Il caso
Latiano, per il centro «Marco Cavallo» ora tocca alla Regione
«Marco Cavallo» era il magnifico cavallo azzurro, fatto di legno e cartapesta, con la pancia piena dei pensieri e dei desideri degli ospiti dell’Ospedale Psichiatrico di Trieste
«Marco Cavallo» era il magnifico cavallo azzurro, fatto di legno e cartapesta, con la pancia piena dei pensieri e dei desideri degli ospiti dell’Ospedale Psichiatrico di Trieste. Era alto 4 metri e per farlo uscire dal recinto del nosocomio si dovette picconare un ingresso, e quello fu un modo anche simbolico per rompere la dimensione carceraria in cui veniva imprigionato il disagio mentale. Era il lontano 1973 e da quell’esperienza, sotto la guida rivoluzionaria di Franco Basaglia, si avviò il percorso di liquidazione dei manicomi.
Perché ne parlo? Perché anche in Puglia c’è un «Marco Cavallo»: non è un manufatto ma è un’esperienza bellissima, un cammino di guarigione e di libertà, che non merita di finire nel mattatoio della burocrazia o dell’indolenza politica. Si tratta di un Centro sperimentale di salute mentale nato nel 2008, a Latiano, in provincia di Brindisi, e cresciuto su impulso di quelli che chiamiamo «matti» e dei loro familiari, di volontari e di operatori sanitari, con il sapiente accompagnamento della Asl competente. Si tratta di rompere non solo l’idea di una medicina punitiva e violenta, quella dei letti di contenzione e degli elettrochoc, ma anche di superare la verticalità di un modello di cura incapace di ascolto e di apprendimento.
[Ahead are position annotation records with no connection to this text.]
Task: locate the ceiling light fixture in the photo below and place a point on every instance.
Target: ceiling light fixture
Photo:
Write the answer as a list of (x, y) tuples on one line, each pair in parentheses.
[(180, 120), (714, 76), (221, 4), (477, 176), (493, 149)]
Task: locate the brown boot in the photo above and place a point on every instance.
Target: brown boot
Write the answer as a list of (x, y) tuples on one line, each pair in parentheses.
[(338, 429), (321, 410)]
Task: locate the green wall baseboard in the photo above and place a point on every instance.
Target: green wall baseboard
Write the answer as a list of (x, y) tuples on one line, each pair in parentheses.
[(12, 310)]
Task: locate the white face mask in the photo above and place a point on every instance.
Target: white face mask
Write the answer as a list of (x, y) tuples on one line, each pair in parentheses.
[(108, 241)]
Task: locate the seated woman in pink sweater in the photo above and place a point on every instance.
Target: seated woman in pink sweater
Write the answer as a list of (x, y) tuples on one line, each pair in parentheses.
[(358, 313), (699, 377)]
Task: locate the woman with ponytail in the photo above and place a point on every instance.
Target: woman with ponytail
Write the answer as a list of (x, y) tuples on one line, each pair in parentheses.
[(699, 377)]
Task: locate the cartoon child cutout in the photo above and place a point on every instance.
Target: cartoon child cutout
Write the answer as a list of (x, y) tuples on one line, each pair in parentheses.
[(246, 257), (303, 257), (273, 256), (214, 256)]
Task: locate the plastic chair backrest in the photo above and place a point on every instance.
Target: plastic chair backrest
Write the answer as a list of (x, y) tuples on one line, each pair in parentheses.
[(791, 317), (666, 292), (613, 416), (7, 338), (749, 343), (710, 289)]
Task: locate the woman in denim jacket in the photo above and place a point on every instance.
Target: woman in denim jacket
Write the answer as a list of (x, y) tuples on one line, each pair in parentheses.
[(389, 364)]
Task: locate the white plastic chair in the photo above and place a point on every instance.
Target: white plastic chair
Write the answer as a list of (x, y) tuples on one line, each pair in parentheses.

Nel maggio 2009 questa inedita esperienza di solidarietà e di democrazia si trasforma in un progetto che viene successivamente finanziato dalla Regione: si tratta di dare forza e respiro a un metodo di lavoro i cui risultati erano assai significativi sia dal punto di vista terapeutico che da quello della complessiva crescita culturale di un territorio.
Con le prime dotazioni di risorse pubbliche questa esperienza ha potuto fare un salto in avanti, soprattutto con la possibilità di inserimento lavorativo dei Sepe (Soci Esperti Per Esperienza) che nel frattempo erano nati all’interno della Associazione: sono figure la cui esperienza diretta di emancipazione dalla sofferenza psichica aiuta a fluidificare le relazioni tra operatori e pazienti delle reti assistenziali.
Per dieci anni queste figure strategiche hanno potuto continuare a lavorare, godendo di proroghe continue dei loro contratti. Tutte le autorità, a livello regionale e nazionale, e persino il Cnr, hanno riconosciuto il valore di questa sperimentazione.
Negli anni si è provato a «mettere a regime»; il Centro, ma il cammino è stato difficile: infatti i «paletti» amministrativi, sempre più legati al paradigma della «retta», non prevedono la tipologia innovativa messa in campo a Latiano, anche se consentita dalla Legge Regionale n. 26 del 2006 sui servizi di salute mentale che prevede: «gestione, in via sperimentale, di forme di autogestione di Centri Diurni da parte di utenti e gruppi di self help». E infine, anche se nel 2019 è stata approvata una delibera che vuol regolamentare i Centri Diurni Cogestiti, il percorso per rendere operativa la stessa delibera ha continuato ad essere in salita, aumentando nel contempo pregiudizi «tecnici» e miserie burocratiche.
Il tavolo di lavoro presso la Regione, lentamente e faticosamente attivatosi negli ultimi mesi, nell’ultimo incontro ha partorito una proposta che ridimensiona i già scarsissimi fondi a disposizione del «Marco Cavallo»: ciò significa un drastico ridimensionamento delle sue attività e la cancellazione di fatto della presenza di quei Soci Esperti che hanno rappresentato l’architrave decisivo dell’esperienza socio-terapeutica, proprio perché sono stati il cuore dell’innovazione messa in campo, in linea con orientamenti nazionali sempre più cogenti, in sintonia con le esperienze più avanzate che già esistono in molte regioni.
Se il riconoscimento dei Soci Esperti inciampa in barriere normative, nonostante essi operino straordinariamente da oltre un decennio e siano testimonianza vivente di come si barriere possa trasformare in realtà una speranza di futuro e inclusione, allora è proprio qui che occorre lo scatto decisivo verso il progresso, il coraggio del cambiamento non solo enunciato. Le norme vanno pensate e costruite a tutela delle persone e del loro benessere. Spero di cuore che la Regione possa accogliere questo appello. Lo spero perché tocca alla politica prendere il piccone e rompere il muro che impedisce di fare ciò che è giusto fare, ciò che è necessario, soprattutto per chi vive in una condizione di fragilità.